Energy, Environment and Technology: What is Realistically Beyond Petroleum?

The next presentation in the Texas A&M Energy Institute Lecture Series, featuring Dr. Steve Wittrig, the Owner and Founder of Kinetic Emergy, will be held on Monday, October 15, 2018 from 12:00 PM – 1:00 PM in the Frederick E. Giesecke Engineering Research Building (GERB) Third Floor Conference Room. The topic will be “Energy, Environment and Technology: What is Realistically Beyond Petroleum?”

Biography and Abstract

Steve is a Chemical Engineer from the University of Illinois and CalTech. During his 30-year career with Amoco and BP, he worked in technology development, commercialization and partner development in E&P, refining, chemicals and new energy around the world.

One of his roles was to lead Amoco’s strategy for natural gas conversion. This developed the business case for BP to build the world’s first megamethanol plant (Atlas in Trinidad, 2004). This remains the industry’s most financially successful gas conversion project and was the front end of a quadrupling of global methanol production.

At BP, Steve was one of the leaders for developing BP’s “Beyond Petroleum” strategy and the BP Great University program around the world to support the strategy. From 2005-2011, he was BP’s Global Director, Advanced Technologies. During this time, he developed partnerships on energy technology and policy development with Tsinghua University, MIT, Cambridge University, the Chinese Academy of Sciences, Gubkin Russian State University of Oil and Gas, the Moscow State Institute of International Relations and Saint Petersburg State Polytechnical University.

Since retiring from BP in 2011, Steve has founded Kinetic Emergy to develop new frames for creating systems of energy technologies that can create new (and economically competitive) options for energy abundance and environmental progress. The general philosophy of Kinetic Emergy is that the necessary revolution that must take place in the world’s energy, manufacturing, agricultural and urban infrastructure can only happen within new ecosystems of the best of the new technologies with the best of our engineering and systems integration. 

The analogy to these systems is the development over the past 80 years of today’s modern refinery – major unit operations (e.g., cat cracking, hydrotreating, reforming) in tightly coupled systems that flex with regions, supplies and markets. And produce high octane gasoline at a cost comparable to bottled water.

The general requirements for technologies to be included as a node for Kinetic Emergy modelling are:

  • Demonstrated at 25 MW scale (or relevant commercial scale)
  • Zero (or very low) reliance on precious metals, rare earths or other materials that will utilize more than 10% of the global supply to supply 1% of global energy.
  • No remaining requirements for materials, catalysts, membranes or related technologies to be developed.
  • “Cleaner” than incumbent technologies (knockout if fail on real pollutants, highly desirable for lower CO2 emissions)
  • At least economic parity with incumbent technologies (highly desirable – 20% or more savings)
  • Hazard/safety parity with gasoline/LPG/gas (production, distribution and utilization). 

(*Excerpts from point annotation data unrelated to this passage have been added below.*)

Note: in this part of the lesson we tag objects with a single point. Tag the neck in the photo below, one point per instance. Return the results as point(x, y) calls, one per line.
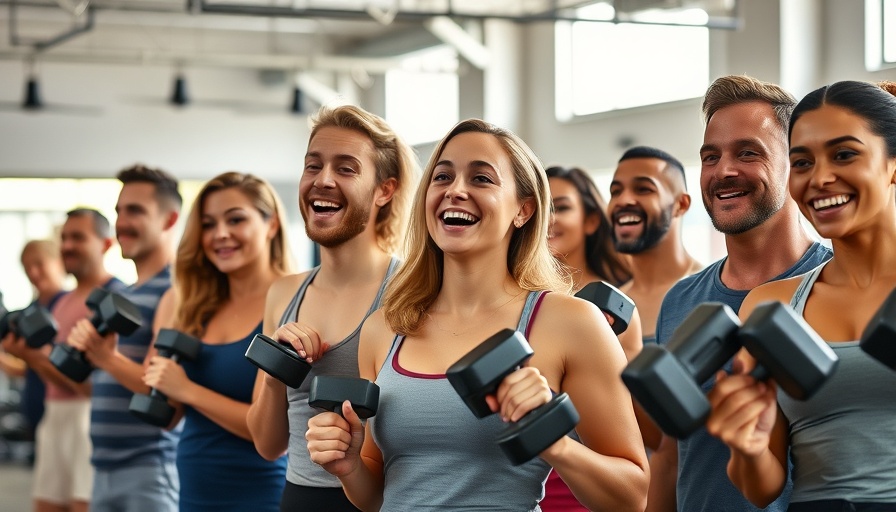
point(152, 264)
point(352, 263)
point(469, 288)
point(766, 251)
point(866, 257)
point(667, 261)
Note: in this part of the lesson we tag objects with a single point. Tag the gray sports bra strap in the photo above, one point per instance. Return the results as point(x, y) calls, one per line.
point(801, 295)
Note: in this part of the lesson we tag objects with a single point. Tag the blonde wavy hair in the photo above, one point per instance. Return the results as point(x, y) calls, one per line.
point(417, 282)
point(393, 159)
point(200, 288)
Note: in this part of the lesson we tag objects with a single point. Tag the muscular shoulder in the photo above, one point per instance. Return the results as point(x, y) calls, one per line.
point(781, 290)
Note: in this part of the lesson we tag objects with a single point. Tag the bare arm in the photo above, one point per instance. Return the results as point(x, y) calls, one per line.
point(342, 446)
point(267, 419)
point(613, 451)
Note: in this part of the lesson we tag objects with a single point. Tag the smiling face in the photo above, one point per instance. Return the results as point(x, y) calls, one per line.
point(743, 177)
point(570, 223)
point(338, 186)
point(471, 196)
point(235, 235)
point(642, 203)
point(140, 222)
point(841, 176)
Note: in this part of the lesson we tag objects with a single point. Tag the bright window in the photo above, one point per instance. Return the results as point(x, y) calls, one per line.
point(422, 97)
point(605, 66)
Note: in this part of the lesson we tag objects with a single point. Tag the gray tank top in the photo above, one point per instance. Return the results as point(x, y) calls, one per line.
point(842, 439)
point(437, 455)
point(341, 359)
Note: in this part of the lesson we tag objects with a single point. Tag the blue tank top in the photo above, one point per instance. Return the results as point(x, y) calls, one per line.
point(437, 455)
point(218, 470)
point(841, 440)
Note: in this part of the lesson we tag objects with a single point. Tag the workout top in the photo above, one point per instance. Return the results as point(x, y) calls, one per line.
point(70, 309)
point(340, 359)
point(437, 455)
point(218, 470)
point(841, 440)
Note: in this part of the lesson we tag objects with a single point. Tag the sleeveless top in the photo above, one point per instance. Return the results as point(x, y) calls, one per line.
point(841, 440)
point(437, 455)
point(340, 359)
point(218, 470)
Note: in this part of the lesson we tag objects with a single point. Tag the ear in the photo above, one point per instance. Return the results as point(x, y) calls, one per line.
point(592, 222)
point(171, 219)
point(385, 191)
point(527, 208)
point(682, 205)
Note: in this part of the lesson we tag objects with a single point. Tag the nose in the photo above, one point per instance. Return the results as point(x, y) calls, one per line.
point(324, 178)
point(457, 190)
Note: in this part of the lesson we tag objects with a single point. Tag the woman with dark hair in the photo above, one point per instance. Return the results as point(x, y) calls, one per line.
point(233, 247)
point(840, 441)
point(478, 261)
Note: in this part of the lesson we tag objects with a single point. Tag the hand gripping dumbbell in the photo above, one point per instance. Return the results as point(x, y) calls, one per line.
point(154, 407)
point(479, 373)
point(279, 360)
point(328, 392)
point(111, 313)
point(611, 301)
point(34, 323)
point(666, 381)
point(879, 336)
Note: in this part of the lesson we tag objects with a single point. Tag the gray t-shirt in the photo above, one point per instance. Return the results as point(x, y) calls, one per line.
point(340, 359)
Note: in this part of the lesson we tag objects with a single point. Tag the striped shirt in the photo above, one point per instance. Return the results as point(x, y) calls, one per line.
point(120, 438)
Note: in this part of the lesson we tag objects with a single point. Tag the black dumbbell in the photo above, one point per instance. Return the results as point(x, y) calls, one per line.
point(328, 392)
point(279, 360)
point(154, 407)
point(611, 301)
point(111, 313)
point(34, 323)
point(666, 382)
point(478, 374)
point(879, 336)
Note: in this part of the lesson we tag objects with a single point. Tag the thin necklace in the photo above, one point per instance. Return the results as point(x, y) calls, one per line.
point(458, 333)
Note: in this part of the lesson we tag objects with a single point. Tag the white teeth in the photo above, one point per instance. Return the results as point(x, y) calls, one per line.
point(821, 204)
point(459, 215)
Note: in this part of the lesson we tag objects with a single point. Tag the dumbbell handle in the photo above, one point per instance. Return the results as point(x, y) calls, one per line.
point(174, 356)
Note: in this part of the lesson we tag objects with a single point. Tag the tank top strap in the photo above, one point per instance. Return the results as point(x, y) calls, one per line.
point(530, 309)
point(289, 314)
point(798, 301)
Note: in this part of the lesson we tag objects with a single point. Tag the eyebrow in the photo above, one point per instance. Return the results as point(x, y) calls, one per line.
point(832, 142)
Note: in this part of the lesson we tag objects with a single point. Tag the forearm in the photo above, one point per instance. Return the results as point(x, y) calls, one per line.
point(41, 364)
point(623, 482)
point(230, 414)
point(761, 478)
point(661, 496)
point(268, 418)
point(127, 372)
point(364, 486)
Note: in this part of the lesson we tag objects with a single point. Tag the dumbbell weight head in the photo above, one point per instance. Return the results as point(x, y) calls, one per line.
point(787, 349)
point(480, 371)
point(611, 301)
point(37, 326)
point(328, 392)
point(154, 408)
point(279, 360)
point(539, 429)
point(879, 336)
point(666, 381)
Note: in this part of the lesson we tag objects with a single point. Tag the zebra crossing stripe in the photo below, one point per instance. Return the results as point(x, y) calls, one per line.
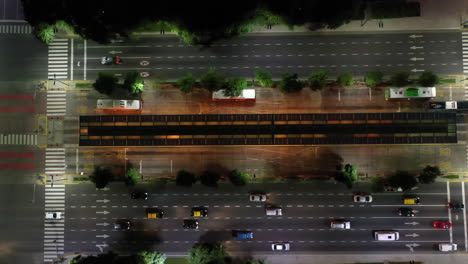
point(14, 139)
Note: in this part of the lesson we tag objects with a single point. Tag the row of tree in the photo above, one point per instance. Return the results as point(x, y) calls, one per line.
point(290, 82)
point(101, 176)
point(212, 80)
point(195, 22)
point(405, 180)
point(200, 253)
point(107, 83)
point(211, 178)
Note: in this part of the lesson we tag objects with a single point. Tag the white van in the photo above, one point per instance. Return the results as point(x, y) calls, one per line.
point(274, 211)
point(386, 235)
point(447, 247)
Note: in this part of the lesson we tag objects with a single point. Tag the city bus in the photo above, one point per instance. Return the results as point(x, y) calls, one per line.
point(410, 93)
point(247, 95)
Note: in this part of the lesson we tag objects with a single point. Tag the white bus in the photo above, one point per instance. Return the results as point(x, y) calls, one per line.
point(247, 95)
point(410, 93)
point(107, 104)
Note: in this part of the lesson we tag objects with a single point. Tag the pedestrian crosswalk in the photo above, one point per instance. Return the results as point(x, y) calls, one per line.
point(55, 161)
point(58, 59)
point(56, 102)
point(14, 139)
point(15, 28)
point(465, 57)
point(54, 222)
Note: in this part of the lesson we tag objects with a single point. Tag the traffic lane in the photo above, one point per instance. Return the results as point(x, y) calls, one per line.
point(341, 246)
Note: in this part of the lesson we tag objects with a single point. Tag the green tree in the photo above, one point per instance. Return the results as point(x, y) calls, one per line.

Most of these technologies will benefit greatly from very large scale corresponding to serving energy markets. More important, there are synergies among these technologies arising from capacity utilization, byproduct flows, heat/exergy optimization and system flexibility tailored to markets and regional resource availability. They will all benefit greatly from common infrastructure, logistics, workforce and other cost elements.

The mission for Kinetic Emergy is to create robust models of these and other major technologies (e.g., plasma gasification, carbon plume geothermal, small molecule fuels, liquid air energy storage, zero carbon microgrids) that can be integrated together into systems models that can ignite the vision and hone the reality of the regional scale infrastructure we have within reach. 

I will present these ideas with detailed examples as a preface to discussion, challenge and idea generation with the Texas A&M community.